Metropolitan News-Enterprise

 

Tuesday, December 30, 2008

 

Page 1

 

Fujie to Chair Judicial Selection Group for Feinstein

 

By KENNETH OFGANG, Staff Writer

 

Sen. Dianne Feinstein yesterday named State Bar President Holly J. Fujie to chair a committee that will screen potential federal judicial nominees in the Central District of California.

Feinstein’s office released the first details on the process that will be used to recommend candidates for appointment as district judges, U.S. attorneys, and U.S. marshals in the four districts of California during the Obama administration.

When Bill Clinton was president, Feinstein and fellow Democrat Barbara Boxer used separate screening committees and alternated recommendations for district judgeships, while each senator recommended U.S. attorneys for two of the districts and marshals for the other two.

Bipartisan Committee

When George W. Bush captured the presidency, the senators and Gerald Parsky, the chairman of Bush’s California campaign, agreed on a bipartisan committee to recommend district judges, which will fade into oblivion with the return of a Democrat to the White House and the election of a large Democratic majority in the Senate. Parsky oversaw the process of recommending U.S. attorneys and marshals, assisted by Beverly Hills attorney Eric George.

Boxer has not yet announced details as to the selection process she will employ for recommending persons to fill the positions.

Fujie, who served on Feinstein’s committee during the Clinton years and on the bipartisan committee during the current administration, said she had accepted the post because “one of the most important things you can do is to find great candidates for federal judge and U.S. attorney.”

She noted that the committee—which also includes retired U.S. District Judge Lourdes G. Baird, retired Court of Appeal Justice Elwood Lui, and attorneys Yolanda Orozco and Bart Williams—is diverse in terms of party affiliation, ethnicity, and gender and said the committee will work to assure that the applicant pool is also.

“We are looking for the very best people,” Fujie explained. “I am proud that the senator has never given any instructions other than ‘Get the best possible people.’ It’s not political. It’s not about who you know.”

Diverse Membership

Fujie, Orozco, and Williams are Democrats; Baird and Lui are Republicans. Fujie and Lui are of Asian ancestry, Orozco and Baird are Hispanic, and Williams is African American.

Fujie is a commercial litigator and partner at Buchalter Nemer Fields and Young. Lui and Orozco are both partners at Jones Day, Baird is an arbitrator and mediator at JAMS, and Williams is a partner at at Munger, Tolles & Olson LLP, where he served as co-managing partner from 2005 through 2007.

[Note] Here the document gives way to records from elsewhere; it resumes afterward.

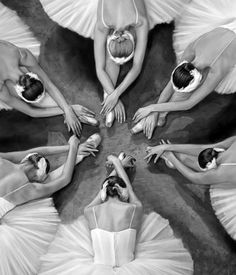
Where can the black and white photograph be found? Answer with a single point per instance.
(118, 137)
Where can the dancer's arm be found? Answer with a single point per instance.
(17, 156)
(214, 176)
(139, 54)
(96, 201)
(122, 174)
(100, 39)
(43, 190)
(195, 149)
(211, 82)
(29, 61)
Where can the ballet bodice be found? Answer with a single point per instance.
(9, 60)
(14, 183)
(113, 248)
(215, 49)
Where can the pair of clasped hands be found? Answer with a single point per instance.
(160, 151)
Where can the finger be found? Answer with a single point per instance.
(76, 130)
(120, 116)
(92, 153)
(149, 159)
(102, 110)
(85, 115)
(149, 132)
(135, 115)
(124, 115)
(148, 156)
(88, 111)
(156, 158)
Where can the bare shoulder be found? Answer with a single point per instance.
(142, 12)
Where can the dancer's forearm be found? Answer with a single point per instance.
(166, 93)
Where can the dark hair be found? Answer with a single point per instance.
(206, 156)
(33, 88)
(121, 47)
(112, 180)
(181, 76)
(34, 159)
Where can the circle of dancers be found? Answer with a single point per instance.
(114, 235)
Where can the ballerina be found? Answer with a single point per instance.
(24, 85)
(114, 237)
(211, 164)
(205, 44)
(119, 30)
(28, 219)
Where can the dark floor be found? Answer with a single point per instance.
(68, 60)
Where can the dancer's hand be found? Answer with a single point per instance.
(143, 112)
(82, 111)
(120, 112)
(87, 149)
(112, 158)
(168, 156)
(72, 122)
(109, 103)
(157, 150)
(74, 141)
(150, 124)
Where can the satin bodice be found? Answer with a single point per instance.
(113, 248)
(215, 46)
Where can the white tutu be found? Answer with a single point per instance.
(200, 17)
(15, 31)
(81, 15)
(25, 234)
(158, 252)
(224, 204)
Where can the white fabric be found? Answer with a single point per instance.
(81, 15)
(200, 17)
(15, 31)
(118, 249)
(157, 252)
(25, 233)
(224, 204)
(5, 206)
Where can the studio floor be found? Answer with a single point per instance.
(68, 60)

While there is no timetable for making recommendations—the district will have three judicial vacancies when Judge Alicemarie Stotler takes senior status next week—Fujie noted that the new committee is getting an earlier start than its predecessors.

Statewide, Feinstein’s office said, the process will be overseen by San Diego attorney David Casey Jr., a former president of the American Trial Lawyers Association, now the American Association for Justice.

The Eastern District Committee is headed by Sacramento attorney Nancy Miller, the chief counsel for Sacramento and San Joaquin counties and other local government entities, and includes Fresno lawyer Lowell T. Carruth, a former president of the Association of Defense Counsel for Northern California; William Hahesy of Fresno, a former assistant U.S. attorney who currently practices criminal defense and complex civil litigation; Fredricka McGee, who served as legal counsel to California Assembly Speakers Fabian Nuñez and Antonoio Villaraigosa; and Charles J. Stevens, a former U.S. attorney for the district.

Former San Francisco City Attorney Louise Renne, now a partner in a San Francisco firm specializing in public law, will chair the Northern District Committee. Renne is a longtime political ally of Feinstein, and lost a U.S. House primary to Boxer a quarter-century ago.

She is also a former president of California Women Lawyers.

Other members of the committee are California Labor Commissioner Angela Bradstreet; Robert Feldman, a Redwood City lawyer and former assistant U.S. attorney; former State Bar President Raymond Marshall of San Francisco;  and retired U.S. District Judge Fern Smith, who is now with JAMS.

The Southern District chair is former San Diego County Bar Association President David Noonan. Other members are Alan Brubaker, president-elect of the California Chapter of the American Board of Trial Advocates; business litigator Nadia Bermudez; San Diego County District Attorney Bonnie Dumanis, who is president of the California District Attorneys Association and a State Bar Board of Governors member; and Beatrice Kemp, general counsel of the San Diego Convention Center Corporation and a past director of the California Association of Black Lawyers.